Challenge Growth: Talk About It
The Challenge of Challenging Growth
Challenging growth focuses on the ways we encourage, inspire, push, or otherwise influence each other to try new things, take risks, work on goals, or overcome obstacles and challenges. These discussion starters can help you think about how challenging growth works—or doesn’t work—in your family.
Discussion Starters with Your Kids
- How has someone inspired you to take on a new challenge? What was inspiring to you about it? What was hard about it?
- How does challenging other people to grow either strengthen or hurt your relationship? And how does having a strong relationship make it easier or harder to push people to learn and grow?
- What are ways other family members have challenged you to learn and grow? How did you respond? What made it easier or harder to keep working toward completing the task or achieving the goal?

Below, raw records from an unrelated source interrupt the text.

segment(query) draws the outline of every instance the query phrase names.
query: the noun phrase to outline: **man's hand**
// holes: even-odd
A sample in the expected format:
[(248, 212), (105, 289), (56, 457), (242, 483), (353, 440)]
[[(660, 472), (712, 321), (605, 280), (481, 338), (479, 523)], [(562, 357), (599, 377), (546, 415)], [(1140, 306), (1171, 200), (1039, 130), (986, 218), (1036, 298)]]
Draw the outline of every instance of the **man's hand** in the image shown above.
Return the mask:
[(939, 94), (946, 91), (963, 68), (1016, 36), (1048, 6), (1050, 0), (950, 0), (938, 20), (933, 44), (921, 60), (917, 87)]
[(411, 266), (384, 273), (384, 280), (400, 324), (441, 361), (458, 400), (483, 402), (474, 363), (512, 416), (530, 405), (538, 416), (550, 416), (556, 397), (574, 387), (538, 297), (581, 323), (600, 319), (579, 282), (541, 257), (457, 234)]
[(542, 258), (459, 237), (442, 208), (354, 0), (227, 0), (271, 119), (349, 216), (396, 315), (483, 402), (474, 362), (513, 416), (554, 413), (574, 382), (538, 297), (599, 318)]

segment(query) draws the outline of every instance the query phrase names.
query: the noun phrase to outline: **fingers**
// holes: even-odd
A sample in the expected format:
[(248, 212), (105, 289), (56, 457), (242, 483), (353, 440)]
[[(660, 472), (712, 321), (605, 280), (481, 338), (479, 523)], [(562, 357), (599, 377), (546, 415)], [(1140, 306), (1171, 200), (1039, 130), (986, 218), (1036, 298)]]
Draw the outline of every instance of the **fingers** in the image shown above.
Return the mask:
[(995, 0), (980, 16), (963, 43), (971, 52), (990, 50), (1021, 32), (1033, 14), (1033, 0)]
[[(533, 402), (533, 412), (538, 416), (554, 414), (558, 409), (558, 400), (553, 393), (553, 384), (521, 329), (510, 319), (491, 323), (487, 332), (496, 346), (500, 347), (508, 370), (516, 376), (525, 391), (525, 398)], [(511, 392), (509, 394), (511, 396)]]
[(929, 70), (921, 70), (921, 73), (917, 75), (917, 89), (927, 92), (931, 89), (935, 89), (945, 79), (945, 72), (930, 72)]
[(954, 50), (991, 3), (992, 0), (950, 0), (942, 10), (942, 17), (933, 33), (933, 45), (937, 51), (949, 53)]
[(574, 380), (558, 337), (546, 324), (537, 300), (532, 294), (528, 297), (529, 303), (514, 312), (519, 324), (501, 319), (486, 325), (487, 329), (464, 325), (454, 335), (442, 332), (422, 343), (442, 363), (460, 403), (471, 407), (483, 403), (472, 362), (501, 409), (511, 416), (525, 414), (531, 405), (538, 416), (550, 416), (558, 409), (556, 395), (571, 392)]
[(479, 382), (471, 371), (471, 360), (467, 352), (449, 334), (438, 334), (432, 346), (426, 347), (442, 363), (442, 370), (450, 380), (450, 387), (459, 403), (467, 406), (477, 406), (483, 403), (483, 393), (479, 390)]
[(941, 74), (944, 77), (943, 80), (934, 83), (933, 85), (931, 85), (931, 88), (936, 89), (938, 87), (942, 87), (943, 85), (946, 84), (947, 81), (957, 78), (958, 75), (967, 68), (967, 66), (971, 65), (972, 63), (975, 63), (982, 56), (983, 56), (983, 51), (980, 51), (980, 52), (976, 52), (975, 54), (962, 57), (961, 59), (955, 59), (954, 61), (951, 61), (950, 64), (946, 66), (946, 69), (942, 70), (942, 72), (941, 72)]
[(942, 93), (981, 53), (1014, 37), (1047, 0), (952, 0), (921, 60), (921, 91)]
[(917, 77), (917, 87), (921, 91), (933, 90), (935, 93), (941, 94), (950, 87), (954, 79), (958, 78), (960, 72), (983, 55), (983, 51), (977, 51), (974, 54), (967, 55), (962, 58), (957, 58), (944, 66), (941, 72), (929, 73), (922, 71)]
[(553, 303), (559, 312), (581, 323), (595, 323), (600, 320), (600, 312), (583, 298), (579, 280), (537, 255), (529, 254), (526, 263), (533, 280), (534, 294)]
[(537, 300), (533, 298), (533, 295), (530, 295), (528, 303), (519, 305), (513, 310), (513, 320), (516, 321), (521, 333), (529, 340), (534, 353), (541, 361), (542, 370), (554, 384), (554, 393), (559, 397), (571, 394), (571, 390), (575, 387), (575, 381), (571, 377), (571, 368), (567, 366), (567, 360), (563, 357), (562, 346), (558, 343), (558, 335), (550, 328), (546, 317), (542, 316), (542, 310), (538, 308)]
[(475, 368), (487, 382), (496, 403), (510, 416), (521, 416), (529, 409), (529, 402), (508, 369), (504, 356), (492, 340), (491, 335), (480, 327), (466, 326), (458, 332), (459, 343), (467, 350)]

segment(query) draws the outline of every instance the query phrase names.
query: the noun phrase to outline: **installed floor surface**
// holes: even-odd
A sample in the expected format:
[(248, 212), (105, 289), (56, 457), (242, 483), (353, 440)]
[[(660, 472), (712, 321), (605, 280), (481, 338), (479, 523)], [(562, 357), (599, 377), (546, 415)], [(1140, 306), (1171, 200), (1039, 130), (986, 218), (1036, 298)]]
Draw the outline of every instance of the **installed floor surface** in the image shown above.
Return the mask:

- In what ways have you challenged other people to do things that would help them learn and grow? How did they respond?
- What are some challenges we’ve faced together in our family? In what ways did we grow in the midst of those challenges?
Discussion Starters with Other Parenting Adults*
- Throughout our lives as parents, we’ve had to challenge our kids to take on new challenges and grow. What have been some of the most rewarding times you’ve had in challenging growth? What have been some of the hardest?

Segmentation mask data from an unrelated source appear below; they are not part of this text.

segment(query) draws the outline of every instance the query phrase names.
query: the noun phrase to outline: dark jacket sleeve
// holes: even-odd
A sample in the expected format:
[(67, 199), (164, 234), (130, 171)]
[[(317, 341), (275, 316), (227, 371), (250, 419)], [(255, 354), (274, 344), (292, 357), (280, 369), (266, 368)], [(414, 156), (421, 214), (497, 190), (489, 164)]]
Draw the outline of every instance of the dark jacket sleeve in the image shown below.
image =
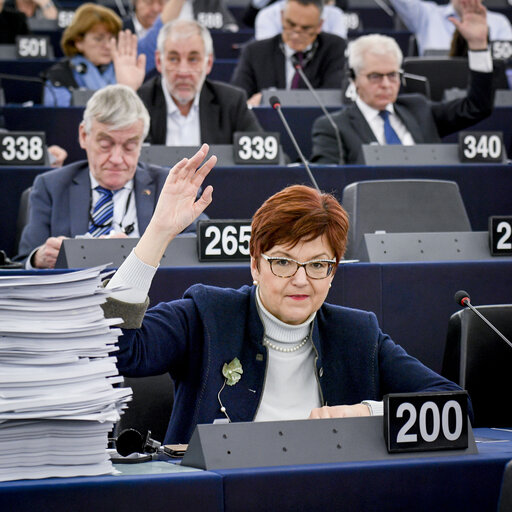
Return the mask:
[(242, 88), (249, 98), (258, 92), (258, 80), (255, 76), (254, 66), (251, 65), (255, 58), (257, 58), (257, 55), (255, 55), (253, 45), (246, 45), (238, 59), (238, 64), (231, 79), (231, 84)]
[(312, 129), (313, 149), (311, 152), (311, 162), (319, 164), (344, 164), (345, 148), (342, 148), (343, 154), (340, 156), (338, 143), (334, 128), (329, 123), (326, 116), (321, 116), (315, 120)]
[(470, 71), (468, 93), (464, 98), (432, 105), (439, 136), (463, 130), (485, 119), (491, 115), (493, 104), (493, 73)]

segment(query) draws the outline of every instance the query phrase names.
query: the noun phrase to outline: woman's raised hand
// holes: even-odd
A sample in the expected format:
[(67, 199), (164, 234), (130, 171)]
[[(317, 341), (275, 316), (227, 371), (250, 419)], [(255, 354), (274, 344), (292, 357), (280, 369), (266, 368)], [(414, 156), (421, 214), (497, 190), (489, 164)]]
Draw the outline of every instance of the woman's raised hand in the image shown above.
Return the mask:
[(197, 199), (199, 188), (217, 162), (217, 157), (212, 156), (198, 169), (208, 150), (209, 146), (203, 144), (192, 158), (184, 158), (169, 171), (153, 217), (135, 249), (148, 265), (158, 265), (169, 242), (211, 203), (211, 185)]

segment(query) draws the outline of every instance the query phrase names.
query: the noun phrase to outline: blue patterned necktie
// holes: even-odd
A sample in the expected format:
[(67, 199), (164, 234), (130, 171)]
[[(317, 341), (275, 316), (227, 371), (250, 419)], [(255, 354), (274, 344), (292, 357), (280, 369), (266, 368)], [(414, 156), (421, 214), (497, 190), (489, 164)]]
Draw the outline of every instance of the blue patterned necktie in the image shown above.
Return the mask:
[(402, 141), (389, 122), (389, 112), (387, 110), (381, 110), (379, 116), (384, 120), (384, 138), (386, 139), (386, 144), (402, 144)]
[(114, 219), (114, 193), (112, 190), (100, 187), (95, 188), (100, 193), (100, 198), (94, 205), (89, 219), (89, 233), (93, 237), (106, 235), (112, 230)]

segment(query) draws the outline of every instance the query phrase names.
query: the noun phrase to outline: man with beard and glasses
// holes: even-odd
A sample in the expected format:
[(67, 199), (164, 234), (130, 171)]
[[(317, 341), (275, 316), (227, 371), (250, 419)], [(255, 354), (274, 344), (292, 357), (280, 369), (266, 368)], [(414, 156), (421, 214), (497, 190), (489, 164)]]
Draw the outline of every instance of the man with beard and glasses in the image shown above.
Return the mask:
[(160, 75), (138, 90), (151, 117), (151, 144), (232, 144), (234, 132), (262, 131), (244, 91), (206, 78), (213, 66), (207, 28), (189, 20), (167, 23), (155, 61)]

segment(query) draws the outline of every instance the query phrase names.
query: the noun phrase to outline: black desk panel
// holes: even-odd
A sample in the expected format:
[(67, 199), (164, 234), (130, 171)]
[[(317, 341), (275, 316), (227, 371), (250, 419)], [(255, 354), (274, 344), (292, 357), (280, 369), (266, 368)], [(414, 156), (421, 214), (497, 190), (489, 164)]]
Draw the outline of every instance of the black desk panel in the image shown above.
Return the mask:
[[(232, 72), (232, 61), (222, 61), (216, 70), (219, 75)], [(37, 84), (36, 84), (37, 85)], [(335, 111), (337, 108), (330, 108)], [(58, 144), (69, 154), (68, 163), (84, 158), (83, 151), (78, 144), (78, 125), (82, 120), (82, 107), (48, 108), (35, 106), (23, 108), (9, 105), (0, 108), (0, 115), (5, 119), (5, 127), (10, 130), (42, 130), (46, 132), (49, 144)], [(270, 106), (256, 107), (256, 117), (263, 129), (281, 133), (281, 144), (284, 151), (292, 161), (296, 160), (297, 152), (282, 126), (277, 113)], [(316, 118), (322, 115), (320, 107), (286, 107), (283, 113), (290, 124), (300, 148), (306, 158), (311, 155), (311, 128)], [(503, 138), (508, 155), (512, 156), (512, 107), (498, 107), (490, 117), (477, 123), (474, 130), (499, 130)], [(457, 135), (445, 138), (445, 142), (456, 142)]]
[[(75, 109), (76, 110), (76, 109)], [(16, 218), (21, 192), (46, 168), (0, 167), (0, 248), (15, 252)], [(313, 166), (319, 186), (341, 199), (349, 183), (375, 179), (429, 178), (453, 180), (459, 184), (462, 199), (475, 231), (486, 231), (490, 215), (512, 215), (512, 168), (509, 165), (457, 165), (437, 167)], [(213, 185), (213, 203), (206, 213), (211, 218), (251, 218), (270, 195), (287, 185), (309, 185), (302, 166), (218, 167), (206, 184)], [(235, 192), (237, 191), (237, 192)]]

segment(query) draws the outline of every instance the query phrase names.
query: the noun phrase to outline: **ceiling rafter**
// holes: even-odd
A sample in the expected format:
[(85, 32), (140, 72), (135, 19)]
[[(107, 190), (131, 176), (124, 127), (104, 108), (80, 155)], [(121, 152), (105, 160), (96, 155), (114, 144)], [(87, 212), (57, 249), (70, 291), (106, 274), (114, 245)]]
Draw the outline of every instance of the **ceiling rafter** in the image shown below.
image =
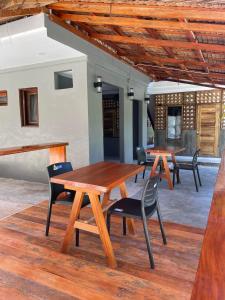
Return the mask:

- Challenging our kids to grow can be tricky. On the one hand, pushing our kids to take on challenges helps them grow. On the other hand, we hope they will work on goals because they want to. How do we live with that tension?

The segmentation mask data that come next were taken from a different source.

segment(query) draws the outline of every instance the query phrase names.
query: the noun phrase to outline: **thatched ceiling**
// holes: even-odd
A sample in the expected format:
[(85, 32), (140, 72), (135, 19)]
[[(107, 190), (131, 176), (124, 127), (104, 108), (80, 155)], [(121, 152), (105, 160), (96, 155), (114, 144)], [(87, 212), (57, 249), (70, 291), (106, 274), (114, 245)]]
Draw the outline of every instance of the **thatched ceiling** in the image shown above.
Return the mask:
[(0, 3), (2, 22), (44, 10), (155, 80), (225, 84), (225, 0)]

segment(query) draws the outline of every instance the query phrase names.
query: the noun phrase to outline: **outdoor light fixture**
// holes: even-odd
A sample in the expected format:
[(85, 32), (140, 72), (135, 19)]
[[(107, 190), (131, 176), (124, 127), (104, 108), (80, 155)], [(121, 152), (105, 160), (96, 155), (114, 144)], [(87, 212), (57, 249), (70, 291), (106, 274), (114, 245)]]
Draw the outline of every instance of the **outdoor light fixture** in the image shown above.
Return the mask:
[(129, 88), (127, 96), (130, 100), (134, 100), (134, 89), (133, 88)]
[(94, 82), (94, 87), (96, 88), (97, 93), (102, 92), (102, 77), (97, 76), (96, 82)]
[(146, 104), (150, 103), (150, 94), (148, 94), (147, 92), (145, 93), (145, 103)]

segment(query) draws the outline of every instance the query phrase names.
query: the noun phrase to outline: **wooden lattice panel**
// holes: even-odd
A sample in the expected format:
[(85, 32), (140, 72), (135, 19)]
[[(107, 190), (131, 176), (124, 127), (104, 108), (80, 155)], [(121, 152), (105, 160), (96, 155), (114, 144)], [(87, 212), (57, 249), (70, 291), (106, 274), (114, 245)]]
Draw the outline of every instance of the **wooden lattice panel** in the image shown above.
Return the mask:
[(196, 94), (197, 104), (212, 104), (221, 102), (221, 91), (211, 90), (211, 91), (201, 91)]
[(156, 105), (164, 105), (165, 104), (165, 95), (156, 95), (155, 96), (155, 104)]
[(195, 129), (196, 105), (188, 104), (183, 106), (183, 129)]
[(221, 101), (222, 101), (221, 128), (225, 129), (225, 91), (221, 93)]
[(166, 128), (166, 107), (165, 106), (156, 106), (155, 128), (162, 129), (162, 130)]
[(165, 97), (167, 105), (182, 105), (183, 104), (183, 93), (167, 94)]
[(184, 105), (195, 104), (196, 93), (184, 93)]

- What is the hardest part about challenging our kids to grow and learn? What has helped you work through these difficult areas?
- How do we respond when our kids disappoint us by not living up to a challenge or expectation? How do they respond?
- Who are the people who challenge you to learn and grow as a parent? What do they say or do that really helps you keep going, even when it’s tough?
* These parenting adults may include your spouse or partner, extended family members, friends who are parents, or a parent group or class.